Environmentalists have a word for this homo sapiens dominated world: the anthropocene period.  It is a new age of the earth, with a climate driven by the activities of one species.  Authors in Brei’s book say that we have already entered this new phase of our planet’s history. 
And that’s bad, they say.  These authors agree that nature—the wild, untamed world—is a good thing.  In the anthropocene era, nature ceases to exist; the whole world is controlled, used, polluted, fenced, or (possibly) protected by humanity.  The object-state we should desire and hope for, these environmentalists want to say, is one where nature is still nature, where our species lives symbiotically with other creatures and the natural systems of earth.
They want to say that, but many of them believe that it is already too late.  A pure “nature” is lost.  The best we can hope for is to minimize negative effects of the anthropocene.  So there is division among environmentalists.  They may agree that we need hope, but they disagree about the object-state we should desire.
Second: as a global crisis, climate change affects everybody, but no one person’s actions can bring about the desired object-state.  When an individual thinks of a pathway to a goal (e.g. taking a college class to get a better job) and acts on it, she often feels more hopeful, and her feelings help sustain her along the path.  But the only pathways toward solutions to the climate crisis involve hundreds of millions of people.  The contribution of any other person is so small compared with the need that it approaches zero.  How should we hope when our hopeful actions are infinitesimal compared to the task?

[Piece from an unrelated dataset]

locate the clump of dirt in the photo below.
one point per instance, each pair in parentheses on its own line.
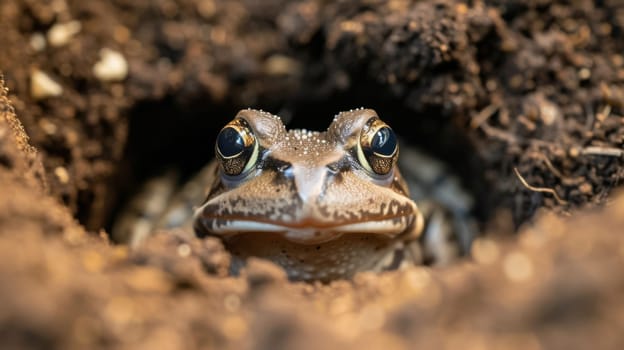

Third: the authors in Brei’s book identify despair as a vice.  Some of them admit to struggling with despair in their own lives as they think about the magnitude of climate change.  They do not use the word “presumption,” traditionally used to describe another vice related to hope.  (In Aquinas, despair is the vice of abandoning hope because the object of the hope is too hard, while presumption is the vice of assuming that hope’s object is already or easily attained.)  The environmentalists do recognize that some people have convinced themselves, without good reason, that “everything will turn out okay,” and thus fail to take necessary actions.  Though they don’t use the word, the vice they describe is presumption.
I think these features of environmental hope can be found in other cases of global hope.  In particular, the questions of object-state and individual action will attend to hopes in regard to eliminating poverty, preventing war, ending starvation, extending education to all, and other worthy “global” hopes.  What is it that we hope for in such cases?  What role, if any, does action play in such hopes?